An amazing film about resistance framed through a version of a road trip. Shahram Alidi and his DoP Turaj Aslani have an exquisite gift for imagery, making me gasp and stare in awe several times throughout the film. The moments of humor were exquisite, and I couldn't have conceived of a more perfect ending to this film.
This was such a great reminder of why film matters, and why I am utterly in love with it.
Alidi's debut though made on what seems a very limited budget is able to transcend those limitations and capture the determination, melancholy and survival of the Kurdish people during the Iran/Iraq war. The power of a simple message; a piece of music; a baby's cry, is evident in the soulful reminder of why they survive.

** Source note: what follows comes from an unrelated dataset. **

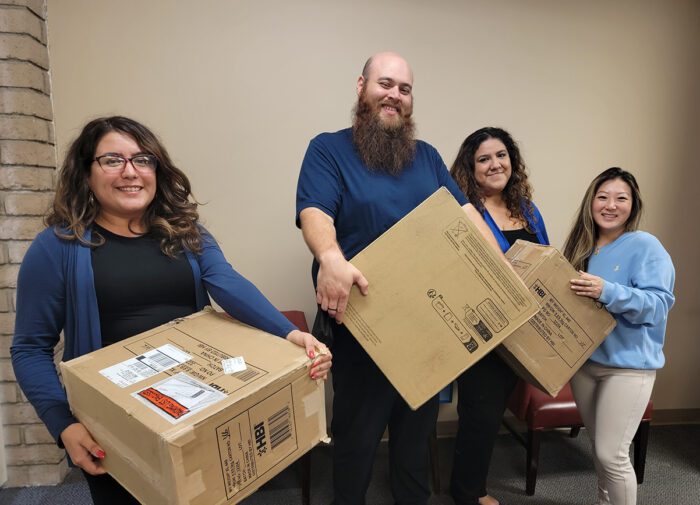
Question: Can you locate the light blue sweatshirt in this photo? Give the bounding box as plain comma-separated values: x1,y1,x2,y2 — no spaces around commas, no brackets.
588,231,675,369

See, this is exactly why I come to Mubi for my movies, not only do they show profoundly poetic films like this one, but the reviews/ratings actually reflect the quality of the film. Go on to IMDB and it's only rated 7.1... seriously?!?!?
I'm so in love with it! This story is unexpectedly beautiful, deeply poetic and so well directed. An old man wandering all across Iraq's villages with his radio to deliver recorded messages of love, resistance and hope. It's an incredible, deeply touching, enchanting road trip. The end is just perfect, a veritable hymn to life. Great moments of images poetry. Alidi, please, give me more! Lacan would've said: encore.
We follow the adventures of a dedicated courier who's travels tell the sad story of the hard life for the Kurdish people eking out an existence while under constant harassment and attack from Saddam's forces. While technically flawed the film is a stunning insight to the harshness of life for the Kurdish people. It's not all doom and gloom as our hero partakes in music and prayer on his journeys. Essential viewing.
Reality meets the surreal in this film, many scenes are really comic, they make us laugh, however it is a bitter comedy considering the political situation depicted. The film never gives up hope, even in the most desperate circumstances, like for example the poetic and eloquent closing scene, it doesn't need much to open up the horizon of the Kurd people.